Why Nutrient Recycling Matters

Currently, most of the nutrients applied in agriculture are lost. In Sweden, only one-third of added nitrogen ends up in food; the rest escapes into water bodies or the atmosphere, contributing to eutrophication and climate emissions. This inefficiency is a cost to both the economy and the environment. Recycling nutrients from waste streams, such as manure, sewage sludge, or food waste offers a solution to this inefficiency. It reduces nutrient loss, replaces imported mineral fertilizers, and supports local resource use. As Mats Johansson puts it, “It’s about moving from a fossil-dependent, linear system to a renewable, circular one”.

While scientific knowledge and technical solutions exist, panellists stressed that the bottleneck is implementation. Erik Sindhöj argued that nutrient recycling often costs more than conventional practices, creating a financial barrier for farmers and businesses. “Almost any form of nutrient recycling comes with a cost—someone has to carry it,” he said. “That’s why political leadership and incentives are essential.”

Elsi Kauppinen emphasized that nutrient recycling must also be safe for food production, echoing recent HELCOM assessments that place nutrient pollution and hazardous substances at similar levels of concern. A well-functioning nutrient cycle must protect both human and ecosystem health.

The question of cost followed as an undercurrent when the panel went on to examine the role of the food industry and farmers in driving nutrient recycling. Teija Paavola, representing Atria, a big food production firm in Finland, described ongoing efforts to support contract farmers with sustainability guidance and investments in a new biogas plant that will enable post-processing of digestate—a key step for safe nutrient return to soil. When the discussion turned to businesses offering monetary incentives to farmers for sustainable practices, she expressed a wish to do more on that score and went on to elaborate on the challenges on how to find the right level for incentives on the market.
Despite numerable examples of businesses engaging with sustainability, nutrient recycling has yet to make it into the mainstream of company strategies. “We’ve seen food companies take action on carbon, but not much yet on nutrients,” one Eija Hegelberg observed. Erik Sindhöj confirmed this gap, based on interviews with major Swedish food companies. “They’re open to the idea—but they need help turning interest into action.”

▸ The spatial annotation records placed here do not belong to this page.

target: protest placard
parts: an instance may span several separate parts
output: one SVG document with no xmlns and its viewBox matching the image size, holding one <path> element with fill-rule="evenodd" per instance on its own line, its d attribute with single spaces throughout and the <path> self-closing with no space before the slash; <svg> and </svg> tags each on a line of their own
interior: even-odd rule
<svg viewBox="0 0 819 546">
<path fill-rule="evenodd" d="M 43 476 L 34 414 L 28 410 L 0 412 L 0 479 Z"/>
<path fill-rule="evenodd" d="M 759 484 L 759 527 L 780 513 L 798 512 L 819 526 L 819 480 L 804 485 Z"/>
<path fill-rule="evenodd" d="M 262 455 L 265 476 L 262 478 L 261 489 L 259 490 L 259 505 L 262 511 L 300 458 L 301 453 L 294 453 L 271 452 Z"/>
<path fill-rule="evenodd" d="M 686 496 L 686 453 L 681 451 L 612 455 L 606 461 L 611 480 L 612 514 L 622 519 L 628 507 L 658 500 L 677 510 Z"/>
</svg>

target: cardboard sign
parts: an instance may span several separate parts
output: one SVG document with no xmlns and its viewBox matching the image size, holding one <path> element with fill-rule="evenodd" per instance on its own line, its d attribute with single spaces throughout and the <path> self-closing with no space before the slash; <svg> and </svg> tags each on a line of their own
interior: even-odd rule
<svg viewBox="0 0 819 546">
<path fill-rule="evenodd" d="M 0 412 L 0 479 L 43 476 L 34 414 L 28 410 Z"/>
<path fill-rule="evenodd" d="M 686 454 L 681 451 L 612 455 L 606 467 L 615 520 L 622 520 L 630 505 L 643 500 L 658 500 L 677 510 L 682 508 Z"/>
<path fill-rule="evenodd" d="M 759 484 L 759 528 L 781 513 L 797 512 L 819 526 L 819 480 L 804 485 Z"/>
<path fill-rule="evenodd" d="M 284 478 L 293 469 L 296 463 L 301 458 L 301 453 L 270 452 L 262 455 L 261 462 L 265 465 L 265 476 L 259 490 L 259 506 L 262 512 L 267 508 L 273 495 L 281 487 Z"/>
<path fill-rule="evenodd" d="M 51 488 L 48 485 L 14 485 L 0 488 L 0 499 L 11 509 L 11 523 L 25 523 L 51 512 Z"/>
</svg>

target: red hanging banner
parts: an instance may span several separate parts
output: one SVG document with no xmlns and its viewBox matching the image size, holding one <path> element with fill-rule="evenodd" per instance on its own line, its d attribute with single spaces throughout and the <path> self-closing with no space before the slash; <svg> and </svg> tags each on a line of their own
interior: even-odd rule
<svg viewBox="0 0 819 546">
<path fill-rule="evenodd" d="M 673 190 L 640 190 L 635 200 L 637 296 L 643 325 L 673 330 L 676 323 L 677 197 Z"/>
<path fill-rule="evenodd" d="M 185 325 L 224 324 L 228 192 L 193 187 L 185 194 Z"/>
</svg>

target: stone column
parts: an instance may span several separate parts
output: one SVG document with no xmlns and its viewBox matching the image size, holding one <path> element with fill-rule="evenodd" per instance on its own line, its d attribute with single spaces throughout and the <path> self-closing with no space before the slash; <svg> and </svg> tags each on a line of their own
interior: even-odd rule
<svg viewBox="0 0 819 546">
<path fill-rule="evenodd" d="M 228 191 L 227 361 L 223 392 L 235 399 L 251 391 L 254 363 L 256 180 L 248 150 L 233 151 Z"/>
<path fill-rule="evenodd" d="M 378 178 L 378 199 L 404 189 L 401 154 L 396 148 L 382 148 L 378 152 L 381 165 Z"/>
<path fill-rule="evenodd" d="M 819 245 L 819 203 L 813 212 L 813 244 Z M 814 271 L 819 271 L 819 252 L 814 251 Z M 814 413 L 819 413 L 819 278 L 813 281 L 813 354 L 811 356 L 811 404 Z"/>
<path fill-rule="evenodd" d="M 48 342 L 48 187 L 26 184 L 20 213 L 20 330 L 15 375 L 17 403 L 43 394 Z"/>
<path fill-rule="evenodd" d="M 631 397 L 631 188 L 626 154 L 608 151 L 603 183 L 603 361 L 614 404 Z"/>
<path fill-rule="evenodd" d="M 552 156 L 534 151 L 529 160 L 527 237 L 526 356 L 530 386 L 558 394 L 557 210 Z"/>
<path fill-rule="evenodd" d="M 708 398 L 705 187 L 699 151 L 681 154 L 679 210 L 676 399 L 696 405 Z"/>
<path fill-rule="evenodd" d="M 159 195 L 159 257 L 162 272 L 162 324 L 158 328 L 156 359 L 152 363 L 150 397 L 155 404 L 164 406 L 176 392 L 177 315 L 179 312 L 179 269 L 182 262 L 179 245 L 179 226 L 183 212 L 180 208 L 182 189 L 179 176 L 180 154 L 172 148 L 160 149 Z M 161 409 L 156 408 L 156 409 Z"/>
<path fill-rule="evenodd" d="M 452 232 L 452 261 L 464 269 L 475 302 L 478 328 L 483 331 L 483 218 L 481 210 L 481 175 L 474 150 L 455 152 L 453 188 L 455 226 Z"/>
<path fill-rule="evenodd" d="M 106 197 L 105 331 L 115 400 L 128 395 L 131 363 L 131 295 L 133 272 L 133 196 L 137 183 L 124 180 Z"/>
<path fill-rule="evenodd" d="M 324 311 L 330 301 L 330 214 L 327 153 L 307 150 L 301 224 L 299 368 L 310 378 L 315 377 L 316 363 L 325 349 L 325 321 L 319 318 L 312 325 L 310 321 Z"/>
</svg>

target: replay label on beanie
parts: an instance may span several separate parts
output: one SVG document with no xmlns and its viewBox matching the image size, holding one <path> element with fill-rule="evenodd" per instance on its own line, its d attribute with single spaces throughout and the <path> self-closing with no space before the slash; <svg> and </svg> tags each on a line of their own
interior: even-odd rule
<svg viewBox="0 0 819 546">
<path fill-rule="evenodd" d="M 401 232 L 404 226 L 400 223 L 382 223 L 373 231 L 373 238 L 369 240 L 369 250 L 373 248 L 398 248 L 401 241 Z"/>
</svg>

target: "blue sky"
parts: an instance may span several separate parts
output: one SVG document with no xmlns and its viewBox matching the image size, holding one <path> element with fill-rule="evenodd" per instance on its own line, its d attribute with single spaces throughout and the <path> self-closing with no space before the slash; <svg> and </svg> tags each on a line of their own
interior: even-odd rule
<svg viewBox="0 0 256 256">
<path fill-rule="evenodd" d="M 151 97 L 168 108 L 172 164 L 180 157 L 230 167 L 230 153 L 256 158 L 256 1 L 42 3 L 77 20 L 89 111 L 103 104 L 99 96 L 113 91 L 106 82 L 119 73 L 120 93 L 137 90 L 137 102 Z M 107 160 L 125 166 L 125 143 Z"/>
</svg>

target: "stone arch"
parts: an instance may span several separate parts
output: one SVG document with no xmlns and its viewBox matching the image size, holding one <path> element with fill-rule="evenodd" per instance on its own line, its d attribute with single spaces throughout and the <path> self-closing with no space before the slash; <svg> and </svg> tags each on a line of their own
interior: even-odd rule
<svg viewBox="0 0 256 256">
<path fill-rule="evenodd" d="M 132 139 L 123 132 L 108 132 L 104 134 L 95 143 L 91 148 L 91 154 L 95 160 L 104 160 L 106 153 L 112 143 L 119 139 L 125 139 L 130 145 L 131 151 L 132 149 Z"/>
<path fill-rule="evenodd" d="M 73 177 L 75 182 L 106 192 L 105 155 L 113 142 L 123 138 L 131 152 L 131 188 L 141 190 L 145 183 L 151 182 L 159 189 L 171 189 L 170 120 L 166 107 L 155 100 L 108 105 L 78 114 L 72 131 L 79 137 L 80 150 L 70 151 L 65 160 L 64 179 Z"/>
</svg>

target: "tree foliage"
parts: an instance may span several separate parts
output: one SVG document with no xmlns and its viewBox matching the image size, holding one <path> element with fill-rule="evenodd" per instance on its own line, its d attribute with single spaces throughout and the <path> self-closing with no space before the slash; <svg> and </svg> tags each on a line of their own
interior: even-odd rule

As for farmers, Ludwig Hermann was clear: “If we ask them to deliver ecosystem services, we must pay them.” Mats Johansson added that cultural and economic change is needed, not just technical fixes. Reforming the Common Agricultural Policy (CAP) and setting clear, national-level targets are critical for supporting the transition.

Too Many Projects — or Just Enough?

The discussion addressed whether the nutrient recycling landscape is too fragmented. Elsi Kauppinen noted that while many projects exist, coordination remains a challenge. Next year, the PA Nutri initiative will launch an open cooperation group to improve alignment. Eija Hagelberg countered that the complexity of the issue demands a wide variety of actors and levels—from local to international. “Diversity is good,” she said. “No single program can do it all.”

However, Ludwig Hermann raised concerns about the lack of a cohesive, mission-driven approach. Citing the example of the EU Soil Mission, he argued for clearer shared goals to bring projects together under a unified vision. Kari Ylivaino added that more transparency is needed— “We need a platform to share what’s already being done.”

Call to Action

To make nutrient recycling mainstream, the panel called for a combination of:

  • Policy leadership that sets clear, long-term targets;
  • Financial incentives for farmers and food companies;
  • Better coordination across projects and sectors;
  • Investment in technologies for safe and efficient nutrient recovery;
  • And a shift in mindset—seeing nutrients as valuable resources, not waste.

“We already know enough to act,” Erik Sindhöj concluded. “Now we need to create the conditions to make nutrient recycling the norm, not the exception.”